How about an example? Traditional IRA to a Roth IRA and re-characterized back:
Let’s say you’re in the 25% tax bracket (each marginal dollar of income at this point you would have to pay 25% tax on). If you had put $5,000 that you’ve already saved into a deductible traditional IRA, you would have saved $1,250 in taxes (you income is $5,000 less x 25% tax rate = savings). You immediately convert that traditional IRA into a Roth IRA. Since it was deductible, the conversion to Roth makes you pay taxes on the converted amount, so we’re back to where you started if you had contributed directly to the Roth (which, would have been stupid). The reason is, let’s say your Roth decreased in value because of a downturn in the market. You Roth is down 50% to $2,500 in value. Before the deadline of October 15 of the tax year due (2011 taxes are due April 17, 2012, re-characterizations must be requested by October 15, 2012) you could re-characterize that back into a traditional IRA.
Think ahead when doing taxes! Your 2012 contribution could be made today, and you’d have until Oct 15, 2013 to potentially recharacterize the conversion! That’s 18 months of downside risk protection! Looking at that red bar, who wants to pay that red bar of taxes when you don’t have to?
Now instead of paying $1,250 in taxes on income that is now only $2,500 because of market losses, you have $2,500 of income that is deductible, which saves you $625, a net savings in taxes of $1,875 using a simple tax calculator. The government almost pays back your losses in tax credits! It’s even better than a government job, because you don’t have to work! Even if it was a non-deductible traditional IRA, the benefit is that the recharacterization lets you harvest some of those losses (which you normally can NOT do in IRAs). Non-deductible in the above example still lets you save the $625 in taxes paid on a losing investment.

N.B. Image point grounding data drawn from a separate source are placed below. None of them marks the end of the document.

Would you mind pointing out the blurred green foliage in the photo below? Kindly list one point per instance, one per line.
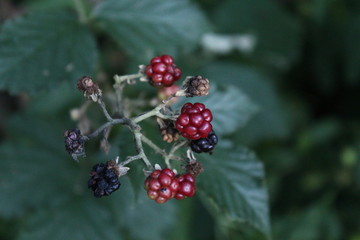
(287, 85)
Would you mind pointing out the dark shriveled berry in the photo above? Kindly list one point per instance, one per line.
(104, 179)
(204, 144)
(196, 86)
(74, 143)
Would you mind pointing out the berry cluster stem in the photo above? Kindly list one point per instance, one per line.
(171, 155)
(132, 123)
(103, 107)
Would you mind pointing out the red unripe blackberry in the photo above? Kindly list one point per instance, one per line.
(186, 186)
(162, 71)
(161, 185)
(194, 121)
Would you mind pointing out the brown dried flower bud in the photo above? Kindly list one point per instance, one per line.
(170, 134)
(196, 86)
(194, 168)
(89, 88)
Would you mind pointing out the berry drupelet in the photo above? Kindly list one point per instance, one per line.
(162, 71)
(74, 143)
(204, 144)
(161, 185)
(194, 121)
(104, 179)
(186, 186)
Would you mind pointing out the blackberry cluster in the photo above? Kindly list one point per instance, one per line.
(74, 143)
(194, 121)
(161, 185)
(104, 180)
(186, 186)
(204, 144)
(162, 71)
(196, 86)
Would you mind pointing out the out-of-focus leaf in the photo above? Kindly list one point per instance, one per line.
(29, 178)
(276, 32)
(352, 49)
(316, 222)
(34, 169)
(48, 4)
(136, 218)
(144, 27)
(231, 108)
(78, 219)
(41, 50)
(269, 121)
(234, 188)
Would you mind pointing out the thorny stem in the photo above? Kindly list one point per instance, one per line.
(80, 8)
(120, 83)
(103, 107)
(174, 148)
(156, 112)
(119, 79)
(158, 150)
(132, 123)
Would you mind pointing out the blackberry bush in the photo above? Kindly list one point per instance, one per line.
(193, 122)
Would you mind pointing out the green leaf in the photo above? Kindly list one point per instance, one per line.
(134, 215)
(34, 163)
(239, 108)
(269, 121)
(144, 27)
(319, 221)
(352, 49)
(36, 5)
(79, 219)
(32, 171)
(41, 50)
(232, 186)
(276, 32)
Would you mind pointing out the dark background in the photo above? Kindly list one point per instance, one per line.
(303, 73)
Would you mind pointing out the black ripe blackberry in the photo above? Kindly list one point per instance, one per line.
(74, 143)
(104, 180)
(204, 144)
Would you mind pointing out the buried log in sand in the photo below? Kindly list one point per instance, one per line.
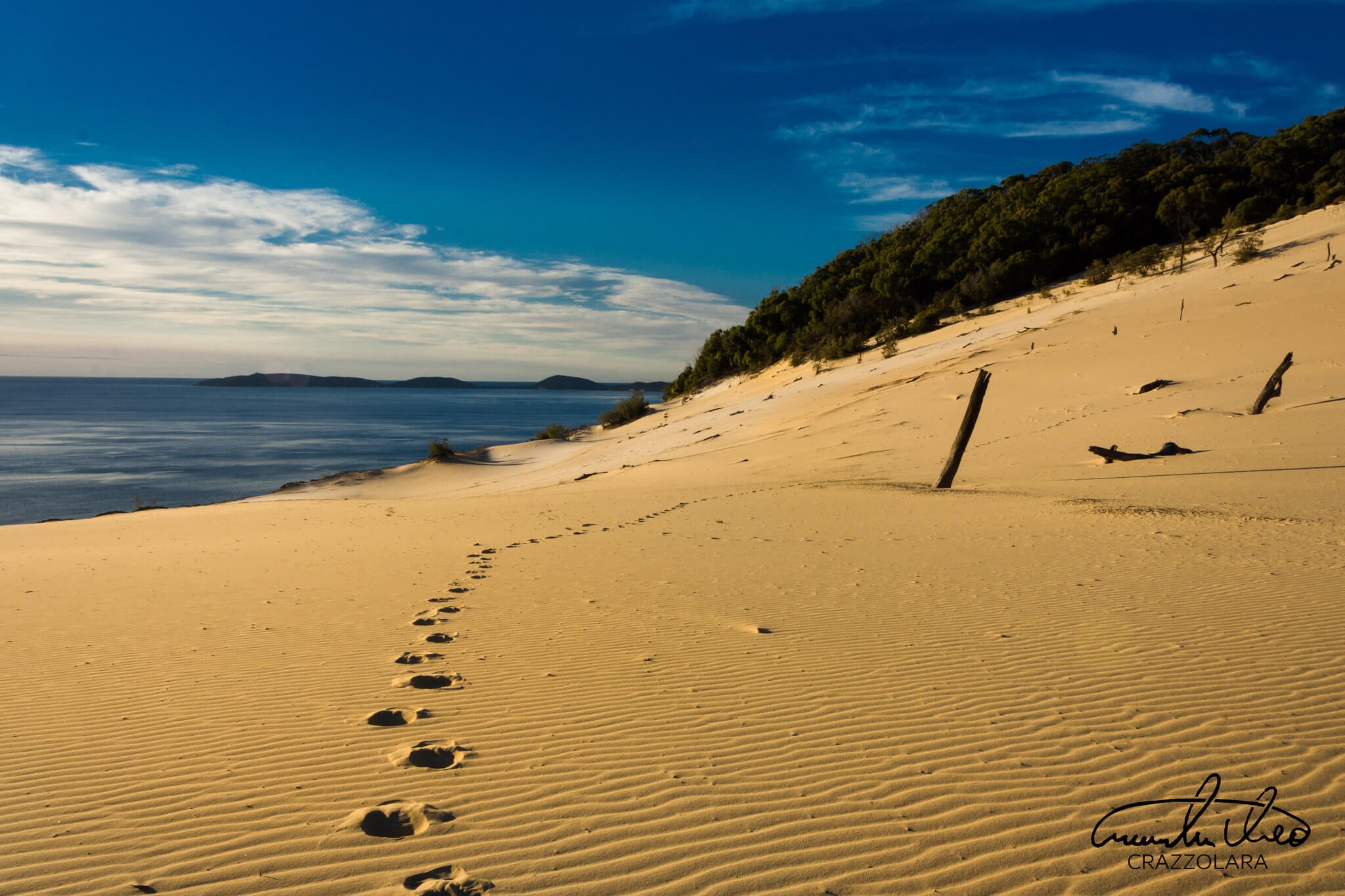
(1273, 385)
(1113, 454)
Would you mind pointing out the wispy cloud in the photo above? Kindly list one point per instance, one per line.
(738, 10)
(1145, 93)
(852, 136)
(102, 255)
(1087, 128)
(20, 159)
(881, 223)
(884, 188)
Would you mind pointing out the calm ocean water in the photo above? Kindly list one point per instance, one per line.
(79, 446)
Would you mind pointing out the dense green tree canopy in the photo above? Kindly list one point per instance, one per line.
(984, 245)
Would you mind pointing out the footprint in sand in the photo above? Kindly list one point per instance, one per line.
(409, 658)
(431, 681)
(396, 819)
(447, 879)
(430, 754)
(396, 716)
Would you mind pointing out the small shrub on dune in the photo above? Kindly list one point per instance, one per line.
(553, 431)
(1098, 273)
(1247, 249)
(628, 409)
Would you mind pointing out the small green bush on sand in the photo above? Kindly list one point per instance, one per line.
(553, 431)
(440, 450)
(628, 409)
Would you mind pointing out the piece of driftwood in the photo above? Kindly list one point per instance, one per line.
(1113, 454)
(969, 422)
(1273, 385)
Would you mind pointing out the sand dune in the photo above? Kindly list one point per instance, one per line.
(739, 647)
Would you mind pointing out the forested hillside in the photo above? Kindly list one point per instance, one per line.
(984, 245)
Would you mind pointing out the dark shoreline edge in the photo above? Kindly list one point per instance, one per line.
(557, 383)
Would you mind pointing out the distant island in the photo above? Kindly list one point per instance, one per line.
(304, 381)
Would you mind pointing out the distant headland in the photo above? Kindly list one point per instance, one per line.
(303, 381)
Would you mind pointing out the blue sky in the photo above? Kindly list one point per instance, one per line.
(516, 188)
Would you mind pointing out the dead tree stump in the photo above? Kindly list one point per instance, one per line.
(969, 422)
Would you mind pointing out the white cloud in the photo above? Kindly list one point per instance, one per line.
(813, 132)
(881, 223)
(1145, 93)
(885, 188)
(1086, 128)
(22, 159)
(100, 259)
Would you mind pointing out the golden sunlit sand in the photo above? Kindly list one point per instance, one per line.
(738, 647)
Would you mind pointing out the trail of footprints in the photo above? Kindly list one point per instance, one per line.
(397, 819)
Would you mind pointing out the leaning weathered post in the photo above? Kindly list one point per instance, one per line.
(1271, 389)
(969, 422)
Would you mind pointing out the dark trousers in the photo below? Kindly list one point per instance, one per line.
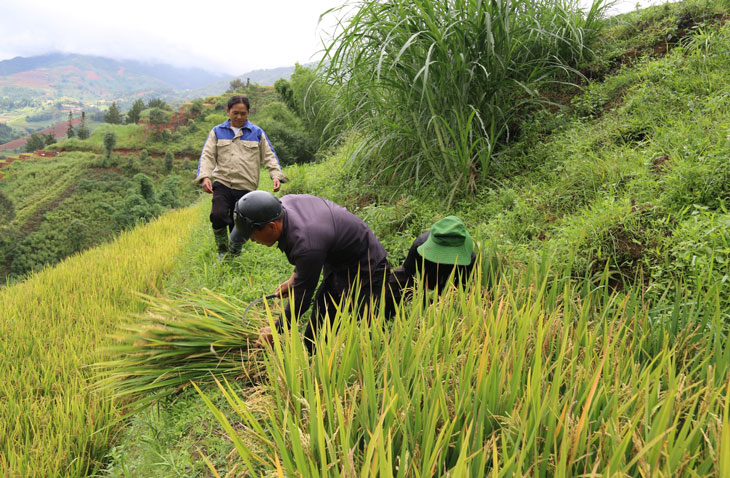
(334, 287)
(224, 201)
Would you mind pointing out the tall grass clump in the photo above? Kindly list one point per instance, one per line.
(52, 423)
(540, 376)
(436, 86)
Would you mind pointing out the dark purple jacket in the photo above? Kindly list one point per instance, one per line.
(320, 236)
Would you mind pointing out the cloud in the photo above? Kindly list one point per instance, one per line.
(222, 37)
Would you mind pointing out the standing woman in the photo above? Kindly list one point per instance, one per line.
(229, 167)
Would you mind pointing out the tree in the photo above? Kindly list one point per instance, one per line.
(7, 209)
(235, 84)
(169, 158)
(146, 187)
(112, 116)
(35, 141)
(77, 234)
(134, 112)
(70, 133)
(158, 117)
(157, 103)
(110, 140)
(285, 91)
(82, 131)
(48, 138)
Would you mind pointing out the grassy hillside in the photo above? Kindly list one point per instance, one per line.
(62, 205)
(593, 340)
(625, 187)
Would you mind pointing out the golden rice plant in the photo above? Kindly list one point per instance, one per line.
(538, 375)
(52, 423)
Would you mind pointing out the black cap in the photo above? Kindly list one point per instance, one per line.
(252, 211)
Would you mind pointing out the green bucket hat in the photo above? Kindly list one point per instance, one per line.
(448, 243)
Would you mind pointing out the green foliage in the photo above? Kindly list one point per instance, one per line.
(437, 88)
(286, 93)
(7, 209)
(236, 84)
(70, 133)
(159, 116)
(158, 103)
(82, 131)
(7, 133)
(314, 102)
(35, 141)
(287, 134)
(110, 140)
(133, 115)
(169, 161)
(70, 203)
(112, 115)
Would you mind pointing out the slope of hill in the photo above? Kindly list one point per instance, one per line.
(93, 78)
(614, 362)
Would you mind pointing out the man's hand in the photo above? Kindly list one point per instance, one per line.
(265, 338)
(283, 289)
(207, 186)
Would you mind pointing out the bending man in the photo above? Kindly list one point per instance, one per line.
(318, 237)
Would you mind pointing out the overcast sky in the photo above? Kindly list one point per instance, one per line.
(231, 37)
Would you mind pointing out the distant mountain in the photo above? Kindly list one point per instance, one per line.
(93, 78)
(87, 77)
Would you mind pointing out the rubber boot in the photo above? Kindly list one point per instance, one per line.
(234, 249)
(221, 240)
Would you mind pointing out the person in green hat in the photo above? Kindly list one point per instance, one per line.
(433, 257)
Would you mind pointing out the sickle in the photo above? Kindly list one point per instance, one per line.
(270, 296)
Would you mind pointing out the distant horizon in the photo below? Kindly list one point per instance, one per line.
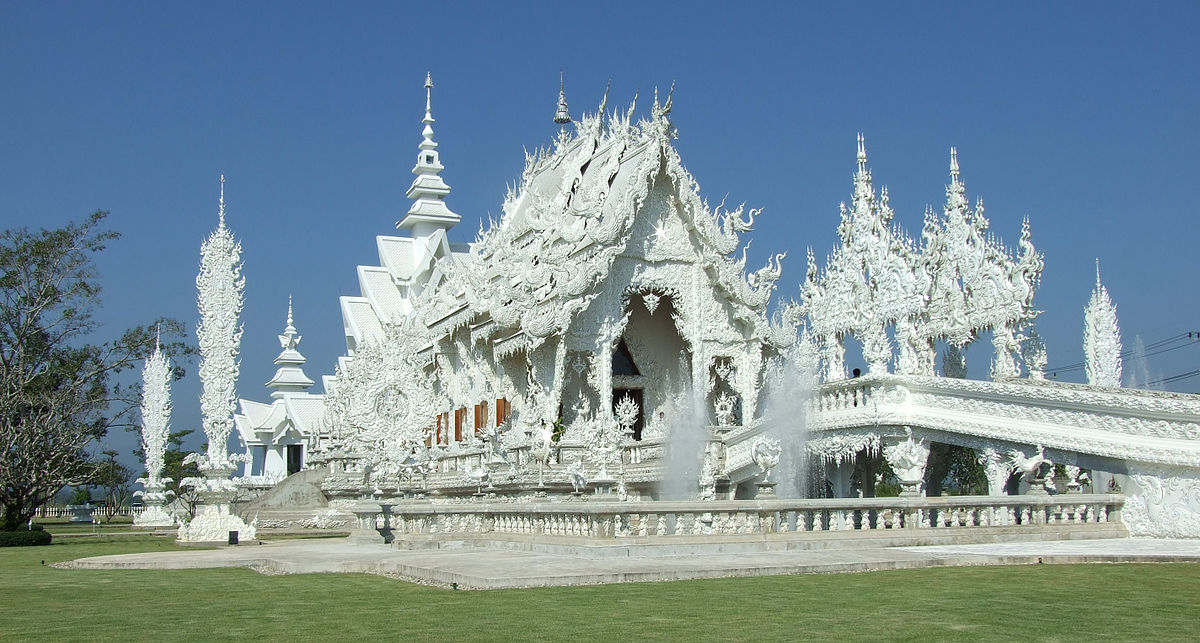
(1078, 115)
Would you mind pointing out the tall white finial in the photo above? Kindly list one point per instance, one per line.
(221, 204)
(427, 132)
(604, 102)
(289, 378)
(429, 188)
(1102, 337)
(562, 115)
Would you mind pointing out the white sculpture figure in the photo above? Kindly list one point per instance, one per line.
(766, 452)
(1102, 337)
(723, 408)
(575, 470)
(627, 414)
(220, 284)
(603, 437)
(1035, 469)
(543, 448)
(907, 461)
(996, 468)
(155, 431)
(417, 463)
(1033, 352)
(707, 481)
(478, 475)
(219, 334)
(1077, 479)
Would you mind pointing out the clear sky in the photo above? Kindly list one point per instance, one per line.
(1081, 115)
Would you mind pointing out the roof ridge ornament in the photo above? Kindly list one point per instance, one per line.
(562, 115)
(429, 190)
(221, 205)
(604, 101)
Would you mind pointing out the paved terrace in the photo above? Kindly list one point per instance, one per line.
(516, 563)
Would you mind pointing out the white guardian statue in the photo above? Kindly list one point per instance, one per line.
(155, 431)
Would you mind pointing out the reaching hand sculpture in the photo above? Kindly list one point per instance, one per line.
(907, 460)
(1032, 468)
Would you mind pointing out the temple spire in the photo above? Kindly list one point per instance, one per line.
(429, 212)
(1102, 337)
(562, 115)
(221, 205)
(291, 377)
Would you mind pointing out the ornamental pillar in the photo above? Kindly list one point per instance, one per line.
(909, 460)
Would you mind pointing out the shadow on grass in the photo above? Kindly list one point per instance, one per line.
(1044, 602)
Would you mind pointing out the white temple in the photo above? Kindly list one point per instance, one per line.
(606, 336)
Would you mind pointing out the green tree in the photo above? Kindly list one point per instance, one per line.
(59, 394)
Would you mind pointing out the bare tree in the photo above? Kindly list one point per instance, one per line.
(58, 392)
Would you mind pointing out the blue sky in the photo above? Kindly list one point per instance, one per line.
(1081, 115)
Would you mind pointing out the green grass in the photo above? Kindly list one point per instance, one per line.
(1033, 602)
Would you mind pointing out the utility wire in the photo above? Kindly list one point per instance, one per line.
(1155, 348)
(1171, 379)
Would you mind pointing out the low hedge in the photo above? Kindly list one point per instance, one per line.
(24, 538)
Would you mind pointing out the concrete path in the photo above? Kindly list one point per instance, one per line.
(475, 568)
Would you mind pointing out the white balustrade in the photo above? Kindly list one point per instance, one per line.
(658, 520)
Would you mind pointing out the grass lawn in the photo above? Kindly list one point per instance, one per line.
(1032, 602)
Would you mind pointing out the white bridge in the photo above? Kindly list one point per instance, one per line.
(1146, 442)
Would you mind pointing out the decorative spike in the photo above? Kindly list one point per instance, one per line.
(221, 205)
(604, 102)
(562, 115)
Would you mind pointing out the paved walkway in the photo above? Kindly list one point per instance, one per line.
(475, 568)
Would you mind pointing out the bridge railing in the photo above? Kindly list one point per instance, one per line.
(735, 517)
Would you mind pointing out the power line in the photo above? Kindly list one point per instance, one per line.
(1171, 379)
(1147, 350)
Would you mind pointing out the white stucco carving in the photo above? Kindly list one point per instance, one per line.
(1102, 338)
(607, 317)
(155, 431)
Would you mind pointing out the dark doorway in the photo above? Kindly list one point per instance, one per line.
(295, 457)
(623, 361)
(636, 394)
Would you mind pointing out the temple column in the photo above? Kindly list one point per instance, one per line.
(840, 476)
(909, 460)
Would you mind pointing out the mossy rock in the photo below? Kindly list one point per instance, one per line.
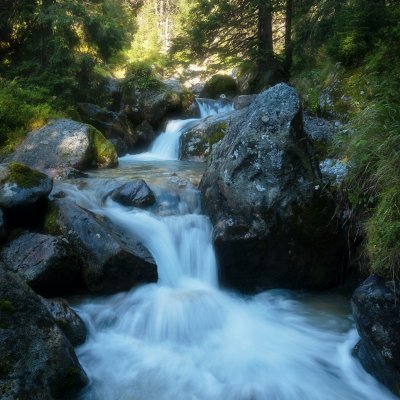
(218, 85)
(23, 176)
(67, 383)
(104, 153)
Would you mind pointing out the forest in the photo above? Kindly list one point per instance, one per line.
(109, 62)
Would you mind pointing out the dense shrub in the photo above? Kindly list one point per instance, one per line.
(22, 109)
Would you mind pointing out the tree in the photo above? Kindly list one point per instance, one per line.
(51, 41)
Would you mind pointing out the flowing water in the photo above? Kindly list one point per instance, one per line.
(185, 337)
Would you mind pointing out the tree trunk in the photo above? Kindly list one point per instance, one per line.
(265, 43)
(288, 37)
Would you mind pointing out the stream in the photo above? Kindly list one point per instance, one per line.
(185, 337)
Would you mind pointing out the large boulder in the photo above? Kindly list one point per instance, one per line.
(67, 320)
(47, 264)
(110, 265)
(135, 193)
(64, 143)
(274, 226)
(151, 105)
(196, 144)
(376, 311)
(37, 360)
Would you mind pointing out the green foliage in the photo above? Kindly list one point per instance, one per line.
(364, 36)
(383, 230)
(219, 84)
(141, 76)
(23, 176)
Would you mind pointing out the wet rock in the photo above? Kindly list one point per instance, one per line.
(3, 230)
(113, 125)
(21, 186)
(318, 129)
(46, 263)
(151, 105)
(273, 225)
(110, 264)
(67, 320)
(135, 193)
(37, 360)
(64, 143)
(243, 101)
(376, 311)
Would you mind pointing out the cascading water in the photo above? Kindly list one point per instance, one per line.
(185, 338)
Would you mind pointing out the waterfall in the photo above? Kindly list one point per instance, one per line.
(166, 145)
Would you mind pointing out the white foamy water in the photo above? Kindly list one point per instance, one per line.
(185, 338)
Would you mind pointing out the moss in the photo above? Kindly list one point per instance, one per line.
(6, 306)
(219, 84)
(50, 224)
(217, 134)
(6, 366)
(383, 232)
(23, 176)
(104, 152)
(70, 381)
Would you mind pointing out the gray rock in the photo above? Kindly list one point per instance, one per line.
(110, 264)
(113, 125)
(46, 263)
(135, 193)
(64, 143)
(243, 101)
(37, 360)
(21, 186)
(67, 320)
(318, 129)
(333, 171)
(196, 144)
(151, 105)
(273, 225)
(376, 311)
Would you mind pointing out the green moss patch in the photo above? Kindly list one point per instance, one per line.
(6, 306)
(23, 176)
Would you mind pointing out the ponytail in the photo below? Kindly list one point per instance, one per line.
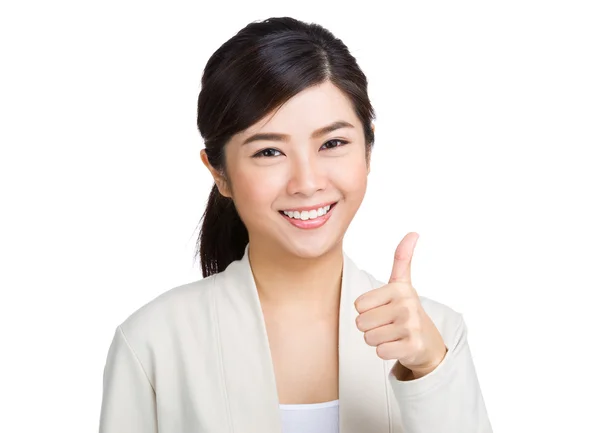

You do want to do this immediately and with separate accounts each time. By this I mean set up a new traditional IRA, and convert it into its own Roth IRA. Don’t covert it into an existing Roth IRA. This is a pain, but it gets around IRS rules making you convert or recharacterize taxable and non-taxable portions of an IRA pro-rata, and relieves you of the burden of potentially calculating gains or losses in either account again. You report a re-characterization to your trustee and on form 8606 to the IRS, then file an amended tax return with the additional label of “Filed pursuant to section 301.9100-2” on the return. See IRS publication 590 for more details on recharacterization.
So don’t be stupid, contribute to a Roth IRA via an intermediary traditional IRA, and let the government pay any losses you may incur. If you’d like to see other posts about Roth IRAs, take a look at the Roth IRA Movement. There are over a hundred bloggers contributing to this movement.
Readers, do you think I’m being stupid by suggesting this? What do you think about Roth IRAs as a retirement vehicle? Do you like to pay known taxes today or unknown taxes in the future?